Ammo for targeted attacks?

This database would be a gold mine of information for would-be corporate spies or for those engaged in other types of espionage. Records in the limo reservation database telegraphed the future dates and locations of travel for many important people. A ridiculously large number of entries provide the tail number of a customer’s plane, indicating they were to be picked up immediately upon disembarking a private jet.

Such information would be extremely useful in the hands of nation-state level attackers. For a very relevant and timely example of this, consider the cyber spying story printed last month by Foreign Policy magazine. That piece featured an interview with Kevin Mandia, the chief executive of Mandiant, an Alexandria, Virginia, based firm that specialises in helping companies defend against cyber espionage attacks. In the FP story, Mandia said he recently was the target of a targeted cyber attack that tried to foist malicious spyware on him via an email with a booby-trapped PDF copy of a recent limo invoice.

“I’ve been receiving PDF invoices not from them, but from an [advanced hacking] group back in China; that’s awesome,” Foreign Policy quoted Mandia as saying. According to the story, Mandia only caught the attack when the hackers sent receipts on days when he hadn’t used the car service. “I forwarded them to our security service, and they said, ‘Yup, that’s got a [malicious] payload,” Mandia said.

Incredibly, this purloined limo database may have played a part in those attacks. Among the 850,000-plus records in the stolen CorporateCarOnline data are several travel records for Mandiant employees, including Kevin’s.

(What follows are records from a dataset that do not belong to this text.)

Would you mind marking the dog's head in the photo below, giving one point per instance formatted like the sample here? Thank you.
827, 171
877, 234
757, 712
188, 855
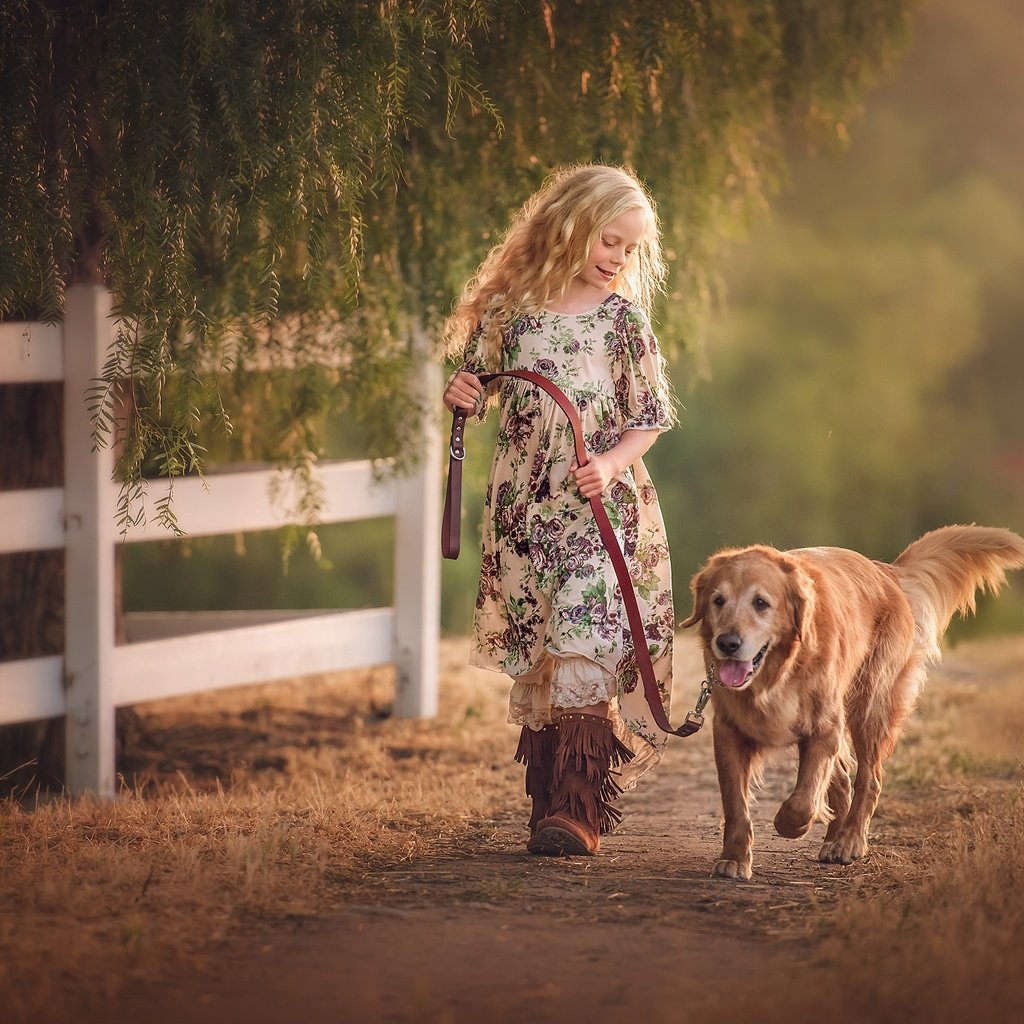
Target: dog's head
752, 603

Other Mandiant employees who used limo services via CorporateCarOnline include David Swanson, manager of strategic solutions at Mandiant, and Andrew Williams, a sales account executive. Data was shared with Mandiant however, the company declined to comment for this story.

Tabloid fodder

Any two-bit tabloid would have an absolute field day with this database. Simple text searches for certain words (“sex”, “puke”, “arrest”, “police", “smoking pot”) reveal dozens of records detailing misbehaviour and all kinds of naughtiness by executives, celebrities and people you might otherwise expect to behave civilly.

For example, the following is an explanation taken from a limo reservation made back in May 2006 by a woman working for an entertainment channel. The limo in question was a stretch Hummer with capacity to seat 14 passengers, and was rented for visiting a series of wineries in Long Island, New York. When the stretch Hummer returned to the shop after disgorging its passengers, the fleet’s owners discovered the vehicle had been plastered with cheese slices and crackers, and that someone had left behind a sex toy, contrary to no food or sex conditions on the rental contract.

Below are some of the rich and famous whose pick up and drop-off information – and in some cases credit card data – was in the stolen archive. Nearly all of these individual records were marked with “VIP” or “SuperVIP!” notations. Included in quotes are notes left for the chauffeur.

Celebrities

LeBron James, Tom Hanks, Aaron Rodgers

Legislators

- House Judiciary Committee Chairman Representative John Conyers, (D-Mich.)

- Senator Mark Udall (D-Colo.), chair of the Senate Armed Services Committee’s Subcommittee on Strategic Forces.

Other current members of Congress: Representative Joe Garcia (D-Fla.); Representative Gus Bilirakis (R-Fla.); Representative Jim Matheson (D-Utah); Representative Lynn Westmoreland, Representative Joe Baca (D-Calif.), Representative Mario Diaz-Balart (R-Fla.).

Former politicians: Senator Tom Daschle (D-SD), and passengers; Senator John Breaux (D-La.) and guest ambassador; Representative James Saxton (R-NJ), Representative William Delahunt (D-Mass.), Representative Billy Tauzin (R-La.),

Top Executives

- Donald Trump; Michael D. Grimes, co-head of global technology investment banking for Morgan Stanley, Bruce Chesley, director, advanced space and intelligence systems, Boeing; Josue Christiano Gomes da Silva, chairman and CEO of Companhia de Tecidos Norte de Minas, the largest textile group in Latin America,; Patrick M. Prevost, president and CEO, Cabot; Kjeld Kirk Kristiansen and Jorgen Vig Knudstorp, the former and current CEOs of Lego.